Generic Aspirin pain medication pills are shown in the pharmacy of the J.W.C.H. safety-net clinic in the center of skid row in downtown Los Angeles, July 30, 2007.
Generic Aspirin pain medication pills are shown in the pharmacy of the J.W.C.H. safety-net clinic in the center of skid row in downtown Los Angeles, July 30, 2007. Reuters/Stringer

The Australian Government has decided to remove the subsidy on 17 commonly available medicines from 2016. That is, such over-the-counter medicines, including aspirin and paracetamol, will not be subsidised anymore under the Pharmaceutical Benefits Scheme (PBS).

According to the Australian Health Minister Sussan Ley, the government would end up saving about $500 million in the next five years by removing the common drugs for heartburn, headache and constipation from the PBS. The medicines are scheduled to be taken off from the scheme from Jan. 1, 2016.

The minister further said that the decision is motivated by the fact that concessional patients “were sometimes paying two to three times the retail price of common medicines when they bought them through a prescription rather than over the counter,” reports The Guardian.

Ley further said that due to the inconsistencies in the system, sometimes patients and taxpayers pay a higher price unnecessarily when they can get the same drug off the shelf at a much cheaper price. Some of the drugs covered under the change include constipation medication, aspirin, folic acid tablets, skin allergy creams, Panadol Osteo and Panamax and antacid Mylanta.

Under the current scheme, a 100-table pack of paracetamol with cost less than $2 costs $12 to someone who purchases it with a prescription.
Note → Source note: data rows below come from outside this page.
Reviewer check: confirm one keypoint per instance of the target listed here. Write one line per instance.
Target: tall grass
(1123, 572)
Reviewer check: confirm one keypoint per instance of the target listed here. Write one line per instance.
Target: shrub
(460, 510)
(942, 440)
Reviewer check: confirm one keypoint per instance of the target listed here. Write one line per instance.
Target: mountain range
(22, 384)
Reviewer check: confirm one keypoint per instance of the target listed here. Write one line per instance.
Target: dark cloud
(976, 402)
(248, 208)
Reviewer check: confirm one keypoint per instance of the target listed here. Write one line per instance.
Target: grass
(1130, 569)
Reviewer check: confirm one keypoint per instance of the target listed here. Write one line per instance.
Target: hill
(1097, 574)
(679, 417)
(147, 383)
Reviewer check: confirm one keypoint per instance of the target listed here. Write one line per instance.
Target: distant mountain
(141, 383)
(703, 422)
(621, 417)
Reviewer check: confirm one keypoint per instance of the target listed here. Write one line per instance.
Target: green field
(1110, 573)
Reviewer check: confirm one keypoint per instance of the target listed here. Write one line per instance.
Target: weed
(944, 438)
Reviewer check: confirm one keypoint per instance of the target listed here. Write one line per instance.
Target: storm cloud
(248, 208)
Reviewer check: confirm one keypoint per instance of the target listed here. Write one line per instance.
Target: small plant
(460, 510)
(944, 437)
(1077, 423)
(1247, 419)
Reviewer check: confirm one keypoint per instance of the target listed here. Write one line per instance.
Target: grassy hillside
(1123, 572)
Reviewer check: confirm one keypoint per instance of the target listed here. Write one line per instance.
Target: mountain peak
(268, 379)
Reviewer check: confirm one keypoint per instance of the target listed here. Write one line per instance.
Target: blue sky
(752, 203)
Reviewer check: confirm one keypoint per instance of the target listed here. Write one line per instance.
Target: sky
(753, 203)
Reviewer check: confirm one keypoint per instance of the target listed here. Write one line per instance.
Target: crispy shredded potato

Out of $12, nearly half of the amount is paid by the taxpayer and the rest half is paid by the patient through the PBS concessional co-payment.

The new changes will not prevent the patients from consulting their doctors on the use of over-the-counter pills. The government is hopeful that the money saved from the changes introduced can be used to invest in new treatments and life-saving medicines.